Data on usual weekly earnings are collected as part of the Current Population Survey, a nationwide sample survey of households in which respondents are asked, among other things, how much each wage and salary worker usually earns. Data shown in this release are not seasonally adjusted unless otherwise specified. Highlights from fourth-quarter data are:

  • Seasonally adjusted median weekly earnings were $751 in the fourth quarter of 2010, an increase of 0.8 percent from the previous quarter, $745.
  • On a not seasonally adjusted basis, median weekly earnings were $752 in the fourth quarter of 2010. Women who usually worked full time had median weekly earnings of $679, or 81.8 percent of the $830 median for men.

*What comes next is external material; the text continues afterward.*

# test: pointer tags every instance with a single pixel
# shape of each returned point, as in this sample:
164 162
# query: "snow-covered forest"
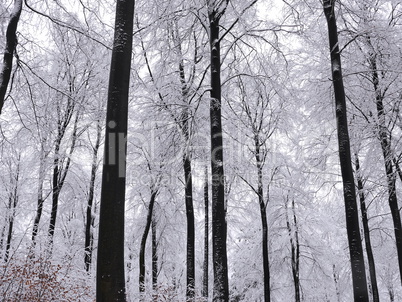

  • The female-to-male earnings ratio varied by race and ethnicity. White women earned 81.1 percent of their male counterparts, compared with black (96.2 percent), Asian (75.9 percent), and Hispanic women (89.9 percent).
  • Among the major race and ethnicity groups, median weekly earnings for black men working at full-time jobs were $629 per week or 73.4 percent of the median for white men ($857). The difference was less among women, as black women's median earnings ($605) were 87.1 percent of those for white women ($695). Overall, median earnings of Hispanics who worked full time ($539) were lower than those of blacks ($614), whites ($772), and Asians ($828).
  • Usual weekly earnings of full-time workers varied by age. Among men, those age 55 to 64 had the highest median weekly earnings, $1,003. Usual weekly earnings were highest for women age 35 to 44 and age 55 to 64, $737 and $742, respectively. Among all full-time workers, usual weekly earnings were lowest for those age 16 to 24 ($443).
  • Among the major occupational groups, persons employed full time in management, professional, and related occupations had the highest median weekly earnings – $1,267 for men and $937 for women. Men and women employed in service jobs earned the least, $585 and $421, respectively.
  • By educational attainment, full-time workers age 25 and over without a high school diploma had median weekly earnings of $438, compared with $633 for high school graduates (no college) and $1,139 for those holding at least a bachelor's degree. Among college graduates with advanced degrees (professional or master's degree and above), the highest earning 10 percent of male workers made $3,383 or more per week, compared with $2,216 or more for their female counterparts.